Wednesday, August 9th
9:45-10:50 AM
SOFT-202-1: Open Source Innovation Part 2 (Software for Storage and Memory Track)
Organizer: Javier Gonzalez, Principal Software Engineer, Samsung Electronics

Paper Title: SSDFS + ZNS SSD: Deterministic Architecture Decreasing TCO Cost

Paper Abstract: SSD lifetime, reliability, and stable performance are the most critical factors defining TCO cost. SSDFS file system has been designed as kernel-space Log-Structured File System (LFS) with the goals: (1) prolong SSD lifetime, (2) eliminate GC overhead, (3) guarantee strong reliability and stable performance. Benchmarking results show that SSDFS can: (1) decrease the write amplification factor 1.5x - 20x, (2) prolong SSD lifetime 2x - 10x for real-life use-cases compared with ext4, xfs, btrfs, f2fs, nilfs2 file systems. We would like to share: (1) current status of SSDFS file system implementation and stabilization, (2) how SSDFS architecture can be good for ZNS SSD, conventional SSD, and SMR HDD at the same time, (3) how noGC LFS architecture can work and be efficient, (3) how to achieve a good balance of delta-encoding techniques and low read disturbance, (4) how to decrease the write amplification factor and to prolong SSD lifetime, (5) how to decrease retention issue by file system techniques, (6) how to introduce small payload even by providing snapshots. We would like to show that combination of SSDFS and ZNS SSD is a way to decrease TCO cost of infrastructure.

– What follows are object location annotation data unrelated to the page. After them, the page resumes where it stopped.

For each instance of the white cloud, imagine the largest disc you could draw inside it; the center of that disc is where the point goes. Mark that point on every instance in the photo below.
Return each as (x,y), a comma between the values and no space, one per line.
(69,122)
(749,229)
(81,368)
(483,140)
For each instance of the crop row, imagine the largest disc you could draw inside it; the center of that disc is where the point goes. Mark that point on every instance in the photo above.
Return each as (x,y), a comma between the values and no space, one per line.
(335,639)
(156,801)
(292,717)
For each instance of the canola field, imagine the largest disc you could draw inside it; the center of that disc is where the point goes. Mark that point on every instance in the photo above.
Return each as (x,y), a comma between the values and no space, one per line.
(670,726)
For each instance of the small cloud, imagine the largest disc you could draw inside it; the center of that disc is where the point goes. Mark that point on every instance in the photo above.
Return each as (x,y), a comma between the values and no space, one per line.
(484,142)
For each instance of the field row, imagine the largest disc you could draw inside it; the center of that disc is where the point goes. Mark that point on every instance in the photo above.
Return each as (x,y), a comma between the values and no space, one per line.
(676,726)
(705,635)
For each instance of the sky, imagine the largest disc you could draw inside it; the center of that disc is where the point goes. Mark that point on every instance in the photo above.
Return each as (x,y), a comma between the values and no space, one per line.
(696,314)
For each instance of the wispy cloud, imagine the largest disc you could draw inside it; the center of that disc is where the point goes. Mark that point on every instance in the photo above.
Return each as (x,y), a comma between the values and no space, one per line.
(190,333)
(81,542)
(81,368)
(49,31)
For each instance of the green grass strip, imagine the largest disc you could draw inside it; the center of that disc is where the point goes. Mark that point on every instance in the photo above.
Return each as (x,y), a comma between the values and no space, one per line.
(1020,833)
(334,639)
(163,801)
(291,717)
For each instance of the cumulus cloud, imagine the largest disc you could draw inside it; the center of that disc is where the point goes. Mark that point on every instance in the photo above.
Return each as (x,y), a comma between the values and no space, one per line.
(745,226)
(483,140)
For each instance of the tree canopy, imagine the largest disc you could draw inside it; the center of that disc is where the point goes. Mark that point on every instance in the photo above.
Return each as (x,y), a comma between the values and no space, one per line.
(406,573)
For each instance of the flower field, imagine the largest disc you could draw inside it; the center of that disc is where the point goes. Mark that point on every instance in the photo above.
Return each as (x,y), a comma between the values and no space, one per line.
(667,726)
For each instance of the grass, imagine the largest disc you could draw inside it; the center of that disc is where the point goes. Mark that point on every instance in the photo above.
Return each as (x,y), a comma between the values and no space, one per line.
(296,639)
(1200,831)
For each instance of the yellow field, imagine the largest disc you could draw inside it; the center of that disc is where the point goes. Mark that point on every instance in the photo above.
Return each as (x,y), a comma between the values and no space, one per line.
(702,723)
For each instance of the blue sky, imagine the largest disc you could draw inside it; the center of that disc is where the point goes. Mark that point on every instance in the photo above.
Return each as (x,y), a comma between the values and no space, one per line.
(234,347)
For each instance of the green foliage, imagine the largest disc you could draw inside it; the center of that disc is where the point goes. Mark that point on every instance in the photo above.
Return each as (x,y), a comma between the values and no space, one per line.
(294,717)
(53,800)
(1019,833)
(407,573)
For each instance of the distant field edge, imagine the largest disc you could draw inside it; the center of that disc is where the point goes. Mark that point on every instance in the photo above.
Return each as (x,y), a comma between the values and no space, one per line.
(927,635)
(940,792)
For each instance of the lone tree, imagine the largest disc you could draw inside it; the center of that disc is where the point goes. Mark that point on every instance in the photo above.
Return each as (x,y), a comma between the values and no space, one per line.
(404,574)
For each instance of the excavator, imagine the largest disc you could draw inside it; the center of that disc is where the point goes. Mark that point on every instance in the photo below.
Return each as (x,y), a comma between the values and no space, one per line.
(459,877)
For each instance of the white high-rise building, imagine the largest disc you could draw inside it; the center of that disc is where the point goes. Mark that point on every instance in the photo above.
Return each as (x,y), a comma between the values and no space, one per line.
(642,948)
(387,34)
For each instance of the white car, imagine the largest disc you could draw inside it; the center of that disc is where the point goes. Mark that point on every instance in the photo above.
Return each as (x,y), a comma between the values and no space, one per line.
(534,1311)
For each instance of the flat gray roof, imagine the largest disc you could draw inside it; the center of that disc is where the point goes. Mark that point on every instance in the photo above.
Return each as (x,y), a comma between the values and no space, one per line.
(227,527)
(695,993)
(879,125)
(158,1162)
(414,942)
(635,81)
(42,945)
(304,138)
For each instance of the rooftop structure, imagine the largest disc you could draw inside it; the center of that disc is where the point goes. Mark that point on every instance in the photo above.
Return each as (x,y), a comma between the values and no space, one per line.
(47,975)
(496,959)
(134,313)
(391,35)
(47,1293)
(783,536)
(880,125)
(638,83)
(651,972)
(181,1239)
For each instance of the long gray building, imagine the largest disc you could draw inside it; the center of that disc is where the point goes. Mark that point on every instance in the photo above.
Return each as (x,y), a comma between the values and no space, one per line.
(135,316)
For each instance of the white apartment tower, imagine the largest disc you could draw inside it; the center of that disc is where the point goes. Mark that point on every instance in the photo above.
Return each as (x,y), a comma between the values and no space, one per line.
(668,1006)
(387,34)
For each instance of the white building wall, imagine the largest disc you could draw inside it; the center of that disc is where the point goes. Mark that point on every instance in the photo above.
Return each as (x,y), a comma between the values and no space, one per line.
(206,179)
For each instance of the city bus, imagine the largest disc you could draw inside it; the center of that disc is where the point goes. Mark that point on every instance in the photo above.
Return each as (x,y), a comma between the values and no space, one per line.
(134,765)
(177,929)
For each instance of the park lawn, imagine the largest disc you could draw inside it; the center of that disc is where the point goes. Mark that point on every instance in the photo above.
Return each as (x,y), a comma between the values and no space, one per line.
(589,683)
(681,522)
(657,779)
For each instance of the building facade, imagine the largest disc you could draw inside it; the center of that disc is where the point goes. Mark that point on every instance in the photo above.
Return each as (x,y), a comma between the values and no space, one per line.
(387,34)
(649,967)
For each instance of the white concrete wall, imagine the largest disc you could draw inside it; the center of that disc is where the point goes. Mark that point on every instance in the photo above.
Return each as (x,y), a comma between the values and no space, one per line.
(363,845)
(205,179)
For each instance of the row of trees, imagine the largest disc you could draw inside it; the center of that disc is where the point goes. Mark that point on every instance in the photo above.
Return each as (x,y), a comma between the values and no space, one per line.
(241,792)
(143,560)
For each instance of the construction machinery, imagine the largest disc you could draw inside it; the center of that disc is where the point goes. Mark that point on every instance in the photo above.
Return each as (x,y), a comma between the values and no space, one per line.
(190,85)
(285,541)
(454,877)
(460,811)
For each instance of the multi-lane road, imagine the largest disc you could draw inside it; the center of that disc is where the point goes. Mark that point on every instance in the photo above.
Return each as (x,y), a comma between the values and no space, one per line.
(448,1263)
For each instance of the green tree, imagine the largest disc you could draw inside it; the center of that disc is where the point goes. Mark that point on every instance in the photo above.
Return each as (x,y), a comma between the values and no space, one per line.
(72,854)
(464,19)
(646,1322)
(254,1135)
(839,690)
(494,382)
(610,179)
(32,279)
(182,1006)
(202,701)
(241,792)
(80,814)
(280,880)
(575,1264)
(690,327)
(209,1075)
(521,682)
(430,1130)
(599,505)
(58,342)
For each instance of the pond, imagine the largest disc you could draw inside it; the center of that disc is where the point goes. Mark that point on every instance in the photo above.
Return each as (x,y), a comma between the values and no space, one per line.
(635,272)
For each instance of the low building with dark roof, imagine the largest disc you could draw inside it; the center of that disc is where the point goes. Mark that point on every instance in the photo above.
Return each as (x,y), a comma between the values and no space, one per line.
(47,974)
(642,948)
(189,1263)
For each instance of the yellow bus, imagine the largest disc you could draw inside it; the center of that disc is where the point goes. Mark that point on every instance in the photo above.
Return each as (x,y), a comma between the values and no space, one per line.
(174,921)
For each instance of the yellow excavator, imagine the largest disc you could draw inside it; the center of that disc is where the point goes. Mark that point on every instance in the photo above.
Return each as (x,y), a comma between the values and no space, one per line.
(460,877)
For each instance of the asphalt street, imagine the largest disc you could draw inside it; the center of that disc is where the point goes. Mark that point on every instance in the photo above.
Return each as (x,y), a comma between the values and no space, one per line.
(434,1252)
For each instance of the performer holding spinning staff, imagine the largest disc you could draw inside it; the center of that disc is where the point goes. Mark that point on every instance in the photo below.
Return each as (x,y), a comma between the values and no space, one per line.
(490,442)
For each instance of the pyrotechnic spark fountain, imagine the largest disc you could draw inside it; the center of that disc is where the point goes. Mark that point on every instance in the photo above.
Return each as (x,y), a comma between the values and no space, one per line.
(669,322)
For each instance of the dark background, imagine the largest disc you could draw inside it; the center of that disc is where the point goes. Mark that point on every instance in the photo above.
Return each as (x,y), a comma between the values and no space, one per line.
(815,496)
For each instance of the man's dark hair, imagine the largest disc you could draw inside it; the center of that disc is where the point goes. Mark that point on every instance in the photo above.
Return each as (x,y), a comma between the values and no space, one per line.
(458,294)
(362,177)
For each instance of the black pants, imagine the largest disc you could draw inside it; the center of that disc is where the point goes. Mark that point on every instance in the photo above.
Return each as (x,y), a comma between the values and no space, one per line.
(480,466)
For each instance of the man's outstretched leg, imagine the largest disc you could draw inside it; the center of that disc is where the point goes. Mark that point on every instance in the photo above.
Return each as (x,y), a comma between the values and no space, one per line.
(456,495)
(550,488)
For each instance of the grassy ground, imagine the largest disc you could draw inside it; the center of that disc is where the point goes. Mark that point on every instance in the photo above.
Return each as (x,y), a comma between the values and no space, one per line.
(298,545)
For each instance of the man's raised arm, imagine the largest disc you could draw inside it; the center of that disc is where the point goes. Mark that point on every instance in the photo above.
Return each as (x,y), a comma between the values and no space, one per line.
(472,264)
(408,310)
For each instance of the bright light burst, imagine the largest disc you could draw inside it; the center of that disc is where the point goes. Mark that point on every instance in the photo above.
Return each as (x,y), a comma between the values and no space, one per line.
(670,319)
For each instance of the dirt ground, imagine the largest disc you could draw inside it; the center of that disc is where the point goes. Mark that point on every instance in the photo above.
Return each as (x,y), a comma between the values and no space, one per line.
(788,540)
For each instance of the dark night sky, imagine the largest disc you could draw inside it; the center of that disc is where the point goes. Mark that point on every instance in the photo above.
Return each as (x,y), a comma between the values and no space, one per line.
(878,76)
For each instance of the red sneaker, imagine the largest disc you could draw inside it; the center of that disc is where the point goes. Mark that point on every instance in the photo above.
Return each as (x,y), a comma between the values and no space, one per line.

Paper Author: Viacheslav Dubeyko, Linux kernel engineer, ByteDance

Author Bio: I am working in ByteDance as a Linux kernel engineer. My responsibility includes research and development in data storage, file systems, and CXL memory areas. I designed and implemented an SSDFS file system (kernel-space, open-source, and flash-friendly). My interests include file systems, data storage, data-centric computing, memory-centric computing, neuromorphic computing, cognitive computing, and quantum computing. I have around 50 patents, patent applications, and several papers.